The Saluki breed is almost 5 000 years old, therefore no one can give the precise information about its origin. The most common theory claims the Saluki to be developed in Egypt. According to the belief of modern scientists this breed was developed from the first canines and travelled through the world with its nomadic masters. Dogs that showed strong resemblance to the today’s Saluki are portrayed on Egyptian tombs built somewhere in 2 100 B.C. The depictions of a lean and elegant canine with typical feathering on the legs, ears, and tail were found on carvings from the Sumerian empire (around 7 000 – 6 000 B.C.).
The Saluki had and still has many names, for example the Gazelle Hound, the Arabian Hound, the Persian Greyhound and many others. According to the etymology of the name, Saluki is derived from the ancient Arabian city Saluki, which no longer exists today.
The Saluki is believed to be a close relative of the Afghan Hound. This breed was used by the Arabs to hunt fox, hare, jackal and gazelle in vast level of the dessert. In fact it was in such esteem that its specimens had often the honour of being mummified and buried alongside its noble owners. Mussulmen, who mostly defied canines as filthy animals, perceived the Saluki as a present from Allah and often named it the El Hor, which is literally translated as the Noble.
The breed enjoyed wide popularity in such middle-eastern countries as Persia (presently Iran), Egypt, Syria, Palestine, Arabia, and Anatolia. In 40s of the XIX century first Salukis were brought to Britain although its systematic breeding in this country was initiated only after World War I.
Many centuries later, in 1929, this royal breed got its official recognition thanks to the American Kennel Club (AKC). The World War II had a terrible effect on its number but luckily its full extinction was prevented by its loyal breeders. The United Kennel Club (UKC) accepted the members of the Saluki for registration in 1956.
The Saluki is still utilized as a hunting one; it also participates in different dog shows or just lies on the comfortable sofa, letting the master to scratch behind its ears.
The Saluki is a nice, clever, strong-minded, friendly and even-tempered dog. It’s prone to become exceptionally staunch to one member of its family so it may be considered as a one-person dog. It commonly demonstrates patience in interaction with children but it’s completely intolerant of any form of misuse including too rough games.
This breed can be a good watchdog, though it’s polite with strangers. At the same time the Saluki doesn’t like to be fondled by unknown people and often even fears their touch. Shyness and nervousness in strange situations are the most typical behavioural issues for this dog although it can be successfully eliminated with early socialisation. In general, it won’t make a decent guardian because of its non-aggressive demeanour and lack of territorial instinct.

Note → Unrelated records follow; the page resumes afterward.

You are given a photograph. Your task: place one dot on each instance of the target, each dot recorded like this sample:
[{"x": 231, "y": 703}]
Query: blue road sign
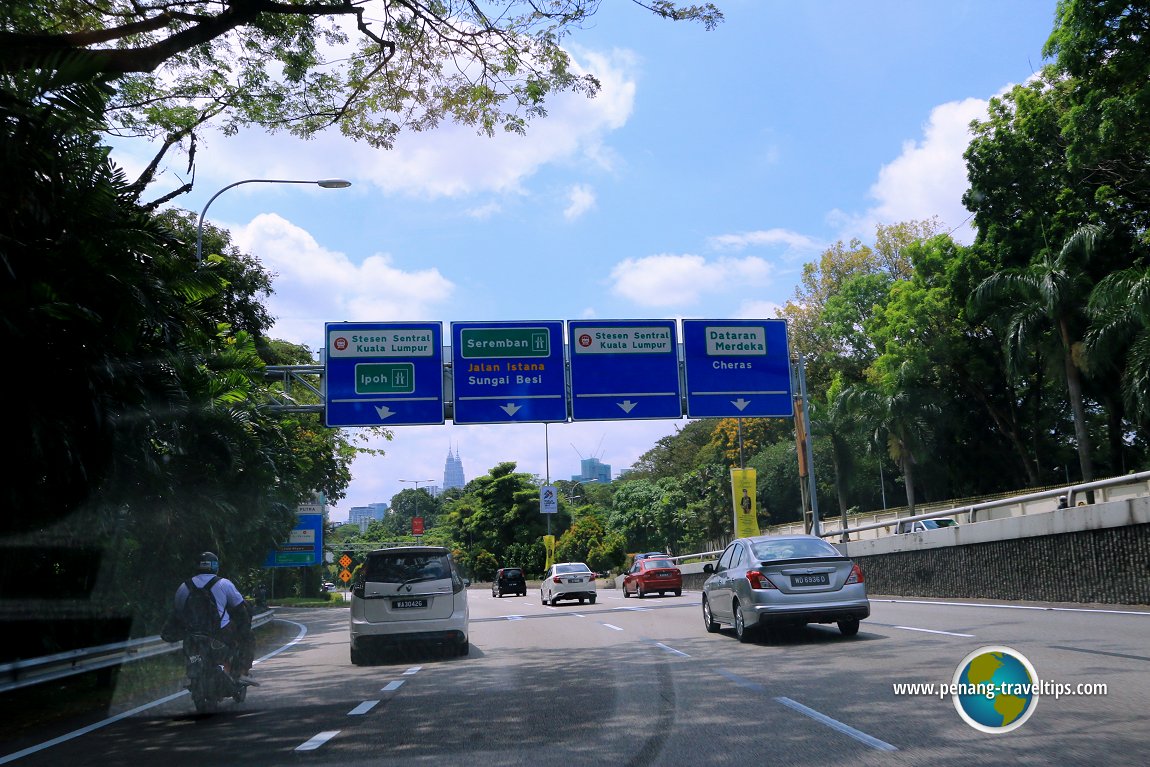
[
  {"x": 383, "y": 374},
  {"x": 625, "y": 369},
  {"x": 508, "y": 372},
  {"x": 737, "y": 368}
]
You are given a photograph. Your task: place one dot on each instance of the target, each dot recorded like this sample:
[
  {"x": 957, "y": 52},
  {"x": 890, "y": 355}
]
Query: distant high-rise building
[
  {"x": 592, "y": 469},
  {"x": 363, "y": 515},
  {"x": 453, "y": 472}
]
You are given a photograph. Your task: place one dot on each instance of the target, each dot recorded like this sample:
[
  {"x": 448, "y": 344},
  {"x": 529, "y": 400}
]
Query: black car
[{"x": 508, "y": 580}]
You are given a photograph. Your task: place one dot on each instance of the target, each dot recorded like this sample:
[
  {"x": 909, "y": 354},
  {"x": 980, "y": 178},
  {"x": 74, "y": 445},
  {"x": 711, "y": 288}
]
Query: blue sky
[{"x": 707, "y": 171}]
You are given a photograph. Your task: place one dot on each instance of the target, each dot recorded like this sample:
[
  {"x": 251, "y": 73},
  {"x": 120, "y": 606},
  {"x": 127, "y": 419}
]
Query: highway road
[{"x": 641, "y": 683}]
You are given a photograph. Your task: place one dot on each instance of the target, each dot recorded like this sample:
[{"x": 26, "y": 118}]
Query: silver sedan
[{"x": 769, "y": 581}]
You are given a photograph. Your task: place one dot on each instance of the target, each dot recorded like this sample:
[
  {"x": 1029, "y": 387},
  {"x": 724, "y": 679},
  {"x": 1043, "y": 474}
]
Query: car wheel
[
  {"x": 742, "y": 630},
  {"x": 708, "y": 621}
]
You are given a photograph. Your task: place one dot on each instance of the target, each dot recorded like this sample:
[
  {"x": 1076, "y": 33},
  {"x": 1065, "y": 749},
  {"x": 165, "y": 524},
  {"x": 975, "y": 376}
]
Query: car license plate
[{"x": 815, "y": 580}]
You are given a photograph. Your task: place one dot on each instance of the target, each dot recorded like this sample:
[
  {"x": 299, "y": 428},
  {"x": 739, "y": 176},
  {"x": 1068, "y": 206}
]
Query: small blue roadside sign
[
  {"x": 737, "y": 368},
  {"x": 625, "y": 369},
  {"x": 508, "y": 372},
  {"x": 383, "y": 374},
  {"x": 304, "y": 545}
]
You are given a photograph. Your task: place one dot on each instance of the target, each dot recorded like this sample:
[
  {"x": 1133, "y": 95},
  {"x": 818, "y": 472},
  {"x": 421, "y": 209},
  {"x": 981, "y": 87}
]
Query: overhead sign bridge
[{"x": 546, "y": 372}]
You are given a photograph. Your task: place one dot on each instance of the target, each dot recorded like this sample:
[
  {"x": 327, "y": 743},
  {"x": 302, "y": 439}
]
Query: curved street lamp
[{"x": 326, "y": 183}]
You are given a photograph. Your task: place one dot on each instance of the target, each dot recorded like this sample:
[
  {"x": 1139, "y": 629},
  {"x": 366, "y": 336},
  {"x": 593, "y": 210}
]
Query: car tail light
[{"x": 759, "y": 580}]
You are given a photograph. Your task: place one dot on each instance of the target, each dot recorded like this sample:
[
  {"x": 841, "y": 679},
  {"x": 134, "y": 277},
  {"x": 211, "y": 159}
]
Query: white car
[
  {"x": 408, "y": 593},
  {"x": 567, "y": 581}
]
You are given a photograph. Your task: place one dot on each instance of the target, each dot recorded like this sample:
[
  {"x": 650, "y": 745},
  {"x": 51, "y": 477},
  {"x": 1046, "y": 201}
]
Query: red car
[{"x": 653, "y": 575}]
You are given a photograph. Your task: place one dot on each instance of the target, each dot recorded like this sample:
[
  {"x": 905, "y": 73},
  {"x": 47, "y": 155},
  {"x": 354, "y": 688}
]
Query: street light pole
[{"x": 326, "y": 183}]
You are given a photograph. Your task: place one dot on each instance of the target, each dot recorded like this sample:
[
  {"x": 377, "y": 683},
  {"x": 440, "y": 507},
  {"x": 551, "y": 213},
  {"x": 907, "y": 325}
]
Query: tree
[
  {"x": 902, "y": 421},
  {"x": 303, "y": 67},
  {"x": 1103, "y": 48},
  {"x": 1047, "y": 297}
]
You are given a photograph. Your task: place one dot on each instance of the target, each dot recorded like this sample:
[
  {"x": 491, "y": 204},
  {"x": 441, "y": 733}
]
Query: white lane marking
[
  {"x": 677, "y": 652},
  {"x": 317, "y": 741},
  {"x": 834, "y": 723},
  {"x": 950, "y": 634},
  {"x": 1052, "y": 610},
  {"x": 125, "y": 714},
  {"x": 85, "y": 730},
  {"x": 363, "y": 707}
]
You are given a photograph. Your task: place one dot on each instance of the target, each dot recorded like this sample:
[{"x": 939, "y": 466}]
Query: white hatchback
[
  {"x": 567, "y": 581},
  {"x": 408, "y": 595}
]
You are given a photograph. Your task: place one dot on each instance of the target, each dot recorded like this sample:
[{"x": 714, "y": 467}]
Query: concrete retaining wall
[{"x": 1097, "y": 553}]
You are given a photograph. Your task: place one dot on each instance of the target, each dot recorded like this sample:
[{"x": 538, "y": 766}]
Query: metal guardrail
[
  {"x": 972, "y": 509},
  {"x": 37, "y": 670}
]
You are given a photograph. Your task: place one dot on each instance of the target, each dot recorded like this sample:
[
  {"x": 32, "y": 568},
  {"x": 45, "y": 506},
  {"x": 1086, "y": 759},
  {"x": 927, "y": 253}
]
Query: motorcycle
[{"x": 208, "y": 679}]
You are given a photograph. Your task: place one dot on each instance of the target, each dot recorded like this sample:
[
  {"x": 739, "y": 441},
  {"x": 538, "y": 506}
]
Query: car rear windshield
[
  {"x": 400, "y": 567},
  {"x": 766, "y": 551}
]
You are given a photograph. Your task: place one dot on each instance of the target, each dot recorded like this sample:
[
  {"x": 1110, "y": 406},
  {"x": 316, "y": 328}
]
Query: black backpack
[{"x": 200, "y": 613}]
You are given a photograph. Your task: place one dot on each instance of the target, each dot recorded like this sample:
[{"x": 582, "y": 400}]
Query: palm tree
[
  {"x": 835, "y": 420},
  {"x": 1045, "y": 297},
  {"x": 902, "y": 420},
  {"x": 1119, "y": 335}
]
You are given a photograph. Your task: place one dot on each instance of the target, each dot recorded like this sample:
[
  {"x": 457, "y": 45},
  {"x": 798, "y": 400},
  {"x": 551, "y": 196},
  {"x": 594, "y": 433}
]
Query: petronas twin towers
[{"x": 453, "y": 472}]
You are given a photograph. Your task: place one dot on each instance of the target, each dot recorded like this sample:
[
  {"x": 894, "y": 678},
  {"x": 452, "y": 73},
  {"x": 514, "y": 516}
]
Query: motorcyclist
[{"x": 235, "y": 627}]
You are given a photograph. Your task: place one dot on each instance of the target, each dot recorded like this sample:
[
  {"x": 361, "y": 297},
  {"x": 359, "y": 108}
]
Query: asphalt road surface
[{"x": 641, "y": 683}]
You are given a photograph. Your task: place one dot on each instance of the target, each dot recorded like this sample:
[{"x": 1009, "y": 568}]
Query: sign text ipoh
[
  {"x": 508, "y": 373},
  {"x": 737, "y": 368},
  {"x": 383, "y": 374},
  {"x": 625, "y": 370}
]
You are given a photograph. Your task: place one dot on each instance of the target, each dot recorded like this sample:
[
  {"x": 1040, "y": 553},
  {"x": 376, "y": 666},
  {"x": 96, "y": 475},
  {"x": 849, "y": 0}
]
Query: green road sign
[
  {"x": 487, "y": 343},
  {"x": 384, "y": 378}
]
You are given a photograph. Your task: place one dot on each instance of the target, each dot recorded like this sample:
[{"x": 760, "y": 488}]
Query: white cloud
[
  {"x": 315, "y": 285},
  {"x": 794, "y": 242},
  {"x": 580, "y": 199},
  {"x": 669, "y": 280},
  {"x": 928, "y": 178}
]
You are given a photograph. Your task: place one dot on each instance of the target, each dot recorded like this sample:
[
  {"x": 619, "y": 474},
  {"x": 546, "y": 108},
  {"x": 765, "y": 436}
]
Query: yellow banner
[
  {"x": 746, "y": 505},
  {"x": 549, "y": 545}
]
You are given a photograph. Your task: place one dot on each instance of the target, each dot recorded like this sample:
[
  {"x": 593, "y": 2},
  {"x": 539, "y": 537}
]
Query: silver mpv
[
  {"x": 408, "y": 595},
  {"x": 769, "y": 581}
]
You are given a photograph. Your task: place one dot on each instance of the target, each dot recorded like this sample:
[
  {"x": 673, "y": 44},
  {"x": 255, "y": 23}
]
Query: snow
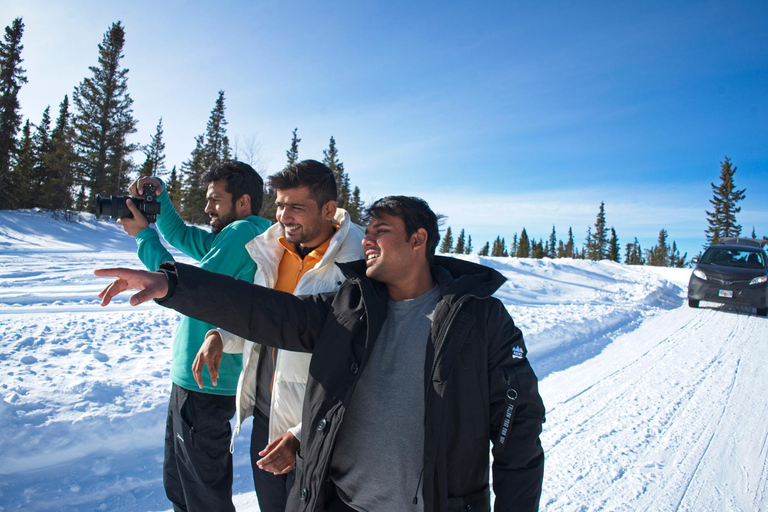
[{"x": 651, "y": 405}]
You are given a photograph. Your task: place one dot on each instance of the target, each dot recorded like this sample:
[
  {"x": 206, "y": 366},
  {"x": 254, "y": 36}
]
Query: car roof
[
  {"x": 736, "y": 247},
  {"x": 742, "y": 243}
]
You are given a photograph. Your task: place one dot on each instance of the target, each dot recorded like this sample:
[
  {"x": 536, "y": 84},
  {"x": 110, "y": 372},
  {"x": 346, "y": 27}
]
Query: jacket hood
[{"x": 454, "y": 276}]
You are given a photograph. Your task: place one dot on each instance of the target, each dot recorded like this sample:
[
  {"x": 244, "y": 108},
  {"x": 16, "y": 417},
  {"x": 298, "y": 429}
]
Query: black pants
[
  {"x": 197, "y": 470},
  {"x": 271, "y": 490}
]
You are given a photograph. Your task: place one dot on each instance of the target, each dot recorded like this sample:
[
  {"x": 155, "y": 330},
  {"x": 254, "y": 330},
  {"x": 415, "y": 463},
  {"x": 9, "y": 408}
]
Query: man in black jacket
[{"x": 415, "y": 368}]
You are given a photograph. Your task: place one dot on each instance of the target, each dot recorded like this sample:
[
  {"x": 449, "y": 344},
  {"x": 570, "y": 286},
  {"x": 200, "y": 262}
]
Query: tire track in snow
[{"x": 663, "y": 385}]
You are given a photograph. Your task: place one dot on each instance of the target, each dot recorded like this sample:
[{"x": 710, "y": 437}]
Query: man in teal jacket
[{"x": 197, "y": 470}]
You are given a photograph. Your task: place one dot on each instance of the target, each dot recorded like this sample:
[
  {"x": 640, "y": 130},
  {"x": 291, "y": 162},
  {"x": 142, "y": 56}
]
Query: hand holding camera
[{"x": 144, "y": 201}]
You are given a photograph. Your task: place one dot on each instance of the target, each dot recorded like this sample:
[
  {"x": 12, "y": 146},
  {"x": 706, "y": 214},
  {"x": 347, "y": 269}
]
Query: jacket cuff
[
  {"x": 169, "y": 269},
  {"x": 146, "y": 234},
  {"x": 296, "y": 431}
]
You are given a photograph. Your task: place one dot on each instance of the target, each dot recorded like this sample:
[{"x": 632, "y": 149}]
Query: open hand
[
  {"x": 279, "y": 457},
  {"x": 152, "y": 285},
  {"x": 210, "y": 355}
]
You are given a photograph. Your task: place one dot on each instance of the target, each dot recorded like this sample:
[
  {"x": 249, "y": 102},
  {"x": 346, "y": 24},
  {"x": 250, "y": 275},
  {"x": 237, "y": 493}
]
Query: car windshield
[{"x": 734, "y": 258}]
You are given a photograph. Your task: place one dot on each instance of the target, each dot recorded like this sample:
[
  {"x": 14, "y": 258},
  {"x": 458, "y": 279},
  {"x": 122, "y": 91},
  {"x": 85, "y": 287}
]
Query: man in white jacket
[{"x": 296, "y": 255}]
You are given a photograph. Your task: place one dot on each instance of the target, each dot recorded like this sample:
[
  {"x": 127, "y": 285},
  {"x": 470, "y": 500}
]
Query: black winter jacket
[{"x": 479, "y": 384}]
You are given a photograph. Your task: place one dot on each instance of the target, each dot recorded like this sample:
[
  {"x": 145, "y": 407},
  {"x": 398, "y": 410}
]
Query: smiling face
[
  {"x": 219, "y": 206},
  {"x": 390, "y": 256},
  {"x": 303, "y": 221}
]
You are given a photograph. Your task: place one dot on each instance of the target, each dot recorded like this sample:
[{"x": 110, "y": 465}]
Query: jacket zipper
[{"x": 438, "y": 352}]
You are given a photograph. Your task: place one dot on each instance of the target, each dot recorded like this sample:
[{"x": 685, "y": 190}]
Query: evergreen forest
[{"x": 62, "y": 160}]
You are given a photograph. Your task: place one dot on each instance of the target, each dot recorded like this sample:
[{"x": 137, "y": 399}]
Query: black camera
[{"x": 115, "y": 206}]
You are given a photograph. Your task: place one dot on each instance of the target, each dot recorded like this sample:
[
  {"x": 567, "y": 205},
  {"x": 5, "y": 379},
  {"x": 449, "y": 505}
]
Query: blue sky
[{"x": 502, "y": 115}]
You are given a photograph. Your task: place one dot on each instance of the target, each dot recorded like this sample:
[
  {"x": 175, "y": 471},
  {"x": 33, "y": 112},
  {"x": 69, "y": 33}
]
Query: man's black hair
[
  {"x": 307, "y": 173},
  {"x": 416, "y": 214},
  {"x": 241, "y": 179}
]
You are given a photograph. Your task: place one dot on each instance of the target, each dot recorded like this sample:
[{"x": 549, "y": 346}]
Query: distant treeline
[
  {"x": 603, "y": 243},
  {"x": 63, "y": 164}
]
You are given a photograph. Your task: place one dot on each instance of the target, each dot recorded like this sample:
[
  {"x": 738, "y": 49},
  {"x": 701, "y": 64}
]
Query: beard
[{"x": 220, "y": 222}]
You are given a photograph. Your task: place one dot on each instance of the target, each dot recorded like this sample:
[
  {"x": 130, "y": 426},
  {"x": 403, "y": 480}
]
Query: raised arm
[
  {"x": 517, "y": 414},
  {"x": 248, "y": 310}
]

Salukis are not usually aggressive with people, but they chase non-canine animals and pets, such as birds, hamsters, rabbits, guinea pigs and so on. Some of these dogs will never be able to control their hunting drive even in relation to those non-canine pets with which they have been brought up since the puppyhood. Despite its propensity to dominate among other canines it rarely exhibits open aggression towards them. This breed is ok with other Salukis as well as with dogs with similarly vigorous disposition.
The most common problems for the breed include:
· eye problems;
· nose sunburn.
The Saluki’s grooming is short to describe. First comb and then brush especially the long parts of its coat and clean ears. This dog sheds minimal amount of hair so it can make a perfect choice for those who shudder from the thought of cleaning up the canine fur.
Other than that your dog is going to need very standard care that should consist of regular nail trimming and weekly teeth brushing.
The Saluki is a naturally intelligent breed and is also a well trainable one. Salukis are sensitive, what means that the master should be gentle, calm and firm at the same time during each training. You should be that pack leader, not your pet. Trainings have to be consistent and brisk.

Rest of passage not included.